Room 506, LA Convention Center, Meeting Room Level
Thursday, March 31, 2016
3:00 pm to 4:15 pm

 

In the university, creative writing is a discipline and art form, traditionally housed in, or near, departments of English. In art and design schools, MFA​ writing programs are newer, and more contested, developments. Today, as material/digital/performative commitments re-shape writing, do art school and the university meet in the writing program? This panel invites discussion from a range of positions, disciplinary and interdisciplinary, in both university and art and design school.


Participants

Moderator:

Mairéad Byrne's recent publications include Famosa na sua cabeça (Famous in Your Head), You Have to Laugh: New + Selected Poems, and Jennifer's Family, a collaboration with photographer Louisa Marie Summer. She is a professor of poetry & poetics at Rhode Island School of Design in Providence.

Amaranth Borsuk is a poet working across media platforms. Her most recent book is As We Know, a collaboration with Andy Fitch. Prior books include Handiwork; and, with Brad Bouse, Between Page & Screen. She teaches in the MFA in creative writing and poetics at the University of Washington, Bothell.

John Cayley makes language art using programmable media. Recent work has explored aestheticized vectors of reading (thereadersproject.org) and "writing to be found" within and against the services of Big Software. In future work, he aims to write for a readership that is as much aural as visual.

Peter Gadol is the author of six novels, including Silver Lake, Light at Dusk, and The Long Rain. His short fiction has appeared in Story, Tin House, LARB Quarterly, Story Quarterly, and Bloom.

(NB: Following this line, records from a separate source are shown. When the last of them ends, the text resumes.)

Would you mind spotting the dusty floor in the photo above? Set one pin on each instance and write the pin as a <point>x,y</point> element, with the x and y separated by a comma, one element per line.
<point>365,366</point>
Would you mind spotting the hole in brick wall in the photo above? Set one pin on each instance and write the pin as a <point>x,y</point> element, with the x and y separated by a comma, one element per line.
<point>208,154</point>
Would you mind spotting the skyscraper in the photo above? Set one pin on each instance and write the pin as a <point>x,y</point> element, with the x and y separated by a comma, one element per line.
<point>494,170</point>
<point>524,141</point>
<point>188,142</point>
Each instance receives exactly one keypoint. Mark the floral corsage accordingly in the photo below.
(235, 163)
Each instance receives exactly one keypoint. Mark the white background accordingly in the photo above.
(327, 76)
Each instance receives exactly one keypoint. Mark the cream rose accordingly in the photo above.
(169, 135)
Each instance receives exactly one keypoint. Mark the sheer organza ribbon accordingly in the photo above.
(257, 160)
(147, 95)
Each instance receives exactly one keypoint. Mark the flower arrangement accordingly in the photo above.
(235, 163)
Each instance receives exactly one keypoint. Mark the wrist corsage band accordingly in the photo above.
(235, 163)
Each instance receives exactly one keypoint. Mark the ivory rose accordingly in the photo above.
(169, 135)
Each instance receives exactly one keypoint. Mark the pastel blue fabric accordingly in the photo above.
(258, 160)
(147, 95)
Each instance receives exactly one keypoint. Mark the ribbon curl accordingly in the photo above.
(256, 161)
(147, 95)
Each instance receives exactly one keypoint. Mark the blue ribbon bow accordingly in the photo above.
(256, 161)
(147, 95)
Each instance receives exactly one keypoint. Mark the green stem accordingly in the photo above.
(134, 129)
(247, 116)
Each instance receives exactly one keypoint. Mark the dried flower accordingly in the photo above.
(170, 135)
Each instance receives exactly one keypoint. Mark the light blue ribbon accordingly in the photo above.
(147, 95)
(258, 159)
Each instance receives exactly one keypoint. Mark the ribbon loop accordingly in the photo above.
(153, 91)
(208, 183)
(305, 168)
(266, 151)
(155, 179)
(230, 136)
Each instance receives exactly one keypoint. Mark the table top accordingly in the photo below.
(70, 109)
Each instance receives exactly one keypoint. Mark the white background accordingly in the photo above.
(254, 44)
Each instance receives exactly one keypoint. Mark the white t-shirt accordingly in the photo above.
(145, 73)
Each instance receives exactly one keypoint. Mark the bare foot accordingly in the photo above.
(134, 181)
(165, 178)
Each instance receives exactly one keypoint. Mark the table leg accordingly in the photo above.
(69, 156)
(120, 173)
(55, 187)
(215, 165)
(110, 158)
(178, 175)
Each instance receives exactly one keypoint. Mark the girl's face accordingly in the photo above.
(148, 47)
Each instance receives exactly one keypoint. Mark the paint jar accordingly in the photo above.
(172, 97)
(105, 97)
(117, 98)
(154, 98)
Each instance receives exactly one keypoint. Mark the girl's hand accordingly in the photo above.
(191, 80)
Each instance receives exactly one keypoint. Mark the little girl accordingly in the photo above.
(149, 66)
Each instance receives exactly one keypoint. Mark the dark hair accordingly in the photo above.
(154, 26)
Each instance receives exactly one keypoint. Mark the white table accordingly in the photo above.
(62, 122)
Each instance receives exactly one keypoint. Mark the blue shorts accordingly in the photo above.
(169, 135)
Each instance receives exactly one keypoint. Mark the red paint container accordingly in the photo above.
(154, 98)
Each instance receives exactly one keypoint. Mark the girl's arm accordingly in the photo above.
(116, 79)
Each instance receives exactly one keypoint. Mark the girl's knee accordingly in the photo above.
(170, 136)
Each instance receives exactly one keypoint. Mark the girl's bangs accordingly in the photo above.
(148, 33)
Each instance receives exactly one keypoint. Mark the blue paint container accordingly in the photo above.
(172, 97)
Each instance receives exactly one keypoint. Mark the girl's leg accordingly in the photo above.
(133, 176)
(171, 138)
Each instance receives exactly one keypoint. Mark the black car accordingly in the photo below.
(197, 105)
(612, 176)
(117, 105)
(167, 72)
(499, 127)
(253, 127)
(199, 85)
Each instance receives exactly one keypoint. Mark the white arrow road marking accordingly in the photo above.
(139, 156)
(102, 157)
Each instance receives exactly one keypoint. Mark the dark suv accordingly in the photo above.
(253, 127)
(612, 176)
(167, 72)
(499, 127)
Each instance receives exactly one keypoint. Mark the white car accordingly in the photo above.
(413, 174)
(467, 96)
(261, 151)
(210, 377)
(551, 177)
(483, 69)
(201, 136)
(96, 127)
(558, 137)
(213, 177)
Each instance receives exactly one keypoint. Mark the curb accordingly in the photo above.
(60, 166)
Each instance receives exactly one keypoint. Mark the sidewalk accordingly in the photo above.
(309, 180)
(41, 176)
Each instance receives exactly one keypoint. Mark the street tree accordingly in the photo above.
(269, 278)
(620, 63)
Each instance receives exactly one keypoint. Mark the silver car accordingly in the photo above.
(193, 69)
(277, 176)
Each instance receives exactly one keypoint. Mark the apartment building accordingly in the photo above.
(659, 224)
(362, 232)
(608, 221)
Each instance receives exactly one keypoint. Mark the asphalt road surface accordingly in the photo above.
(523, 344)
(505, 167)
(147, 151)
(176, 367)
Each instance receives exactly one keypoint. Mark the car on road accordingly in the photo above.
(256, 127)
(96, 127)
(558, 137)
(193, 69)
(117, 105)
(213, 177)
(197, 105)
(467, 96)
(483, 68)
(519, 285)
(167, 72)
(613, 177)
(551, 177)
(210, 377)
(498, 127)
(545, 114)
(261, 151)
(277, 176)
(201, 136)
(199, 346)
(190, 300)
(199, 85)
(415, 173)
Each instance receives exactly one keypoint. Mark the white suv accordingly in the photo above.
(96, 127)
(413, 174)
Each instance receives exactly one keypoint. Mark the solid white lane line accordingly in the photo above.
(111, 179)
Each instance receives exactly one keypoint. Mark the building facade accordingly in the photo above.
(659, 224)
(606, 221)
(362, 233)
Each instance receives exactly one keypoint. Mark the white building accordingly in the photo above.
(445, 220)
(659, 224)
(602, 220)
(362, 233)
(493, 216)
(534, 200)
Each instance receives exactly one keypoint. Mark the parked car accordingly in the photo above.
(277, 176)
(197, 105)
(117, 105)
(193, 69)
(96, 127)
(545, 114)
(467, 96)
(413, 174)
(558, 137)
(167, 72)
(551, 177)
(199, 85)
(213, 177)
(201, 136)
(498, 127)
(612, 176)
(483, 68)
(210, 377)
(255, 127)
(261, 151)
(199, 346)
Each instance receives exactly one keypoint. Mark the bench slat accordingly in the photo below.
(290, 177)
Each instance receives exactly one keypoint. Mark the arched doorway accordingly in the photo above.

Gadol, a 2014 NEA Fellow, is chair of Graduate Writing at Otis College of Art and Design in Los Angeles.

Tracie Morris is a poet, performer, and scholar with an MFA in poetry from Hunter College, a PhD in performance studies from NYU, and has trained at RADA and Michael Howard. She is the author of three poetry books. Tracie is a professor of performance and performance studies at Pratt Institute in Brooklyn.